Exercise 1:  Report your run time measurements for creating a WordList object to the run time for creating a SortedWordList object, and discuss the results. (Compare the run times. How much time does sorting the array add to the process? Is the difference really significant? Is the extra work worth it? How many words do you have to spell check before sorting the array actually saves time?)


Exercise 2:  Report on the time measurements that you made for spell-checking the user's words, and discuss the results. (How much of a speedup do you see? How do the timing results depend on the length of the word that is being spellchecked? Is the extra complexity of the binary search algorithm justified in this application.)


Exercise 3:  Report on the time measurements that you made for sorting arrays of various sizes using insertionSort() and Arrays.sort(). Also, to help compare the times, for each array size, you should compute and report the ratio of "time to sort with insertionSort" divided by "time to sort with Arrays.sort". You should see that this ratio increases as the array size increases. Explain why that behavior is expected.


Exercise 4:  How long would it take for insertionSort() to sort an array of one billion random numbers? How long would it take for Arrays.sort()?
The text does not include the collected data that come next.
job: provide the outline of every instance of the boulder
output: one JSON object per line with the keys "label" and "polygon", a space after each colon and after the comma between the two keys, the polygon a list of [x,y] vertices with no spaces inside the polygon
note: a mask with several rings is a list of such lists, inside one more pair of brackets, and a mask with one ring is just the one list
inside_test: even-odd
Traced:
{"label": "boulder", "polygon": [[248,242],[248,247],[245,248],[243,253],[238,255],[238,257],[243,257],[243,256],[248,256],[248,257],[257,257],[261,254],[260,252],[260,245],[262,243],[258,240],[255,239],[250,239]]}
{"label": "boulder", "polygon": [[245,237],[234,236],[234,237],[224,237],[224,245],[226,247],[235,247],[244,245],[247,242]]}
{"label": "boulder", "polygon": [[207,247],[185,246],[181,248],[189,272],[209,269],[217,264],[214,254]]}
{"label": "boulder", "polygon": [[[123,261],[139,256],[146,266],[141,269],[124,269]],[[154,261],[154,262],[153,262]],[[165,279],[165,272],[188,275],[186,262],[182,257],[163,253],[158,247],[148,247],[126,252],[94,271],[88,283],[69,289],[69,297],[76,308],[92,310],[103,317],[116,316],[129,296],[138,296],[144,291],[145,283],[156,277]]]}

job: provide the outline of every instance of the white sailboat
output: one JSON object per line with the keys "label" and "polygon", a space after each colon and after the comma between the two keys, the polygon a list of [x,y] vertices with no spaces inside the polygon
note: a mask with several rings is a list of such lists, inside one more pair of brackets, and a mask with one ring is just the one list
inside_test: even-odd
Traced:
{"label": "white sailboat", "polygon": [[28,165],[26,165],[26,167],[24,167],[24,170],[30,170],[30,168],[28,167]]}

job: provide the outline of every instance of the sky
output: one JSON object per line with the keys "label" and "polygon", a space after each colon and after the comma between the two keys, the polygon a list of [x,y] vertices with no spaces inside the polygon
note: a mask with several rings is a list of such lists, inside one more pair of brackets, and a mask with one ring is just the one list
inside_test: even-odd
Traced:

Compute the best estimates that you can, based on your timing data from TimedSort.java.

Remember that insertionSort() has average run time Θ(n2). This means that the run time should be approximately some constant times n2. You can use the timing data from the experiment to find an approximate value for the constant, and then use the formula to estimate the time to sort one billion items. Similarly, you can use the fact that Arrays.sort() has run time Θ(n*log(n)) for the second part of the exercise.

(Report your answers in more appropriate units than nanoseconds, such as years or days or hours or minutes.)


Exercise 5:  Suppose that N is the length of the array A. Analyze the run time of the following code segment, in terms of N. That is, give a "Big-Theta" estimate of the run time, such as Θ(N2) or Θ(log(N)) or Θ(sqrt(N)) or Θ(N) or .... Don't just state the run time! Justify your answer by explaining why your algorithm represents the run time of the code segment. The explanation does not have to be very long, just a short paragraph.

sum = 0;
for (int i = 0; i < N; i++) {
    for (int j = 0; j < N; j++) {
        sum = sum + A[i]*A[j];
    }
}

Exercise 6:  Suppose that N is the length of the arrays A and B. Analyze the run time of the following code segment, in terms of N. (Justify your answer.)

for (int i = 0; i < N; i++) {
    B[i] = A[i];
}
for (int i = 1; i < N; i++) {
    B[i] = B[i] + B[i-1];
}

Exercise 7:  Suppose that N is the length of the array A. Analyze the run time of the following code segment, in terms of N. (Justify your answer.)

int K = N-1;
int sum = 0;
while (K > 0) {
    sum = sum + A[K];
    K = K/2;
}

Exercise 8:  Consider the following subroutine, where N gives the length of the array A:

static boolean test( int[] A, int N ) {
    for (int i = 0; i < N; i++) {
        for (int j = i+1; j < N; j++) {
            if (A[i] == A[j]) {
                return true;
            }
        }
    }
    return false;
}

This subroutine tests whether there is a duplicate element in the array. Analyze the best case and the worst case run times of this subroutine, in terms of N. What kind of array will have the best-case run time? What kind of array will have the worst case run time? (Why?)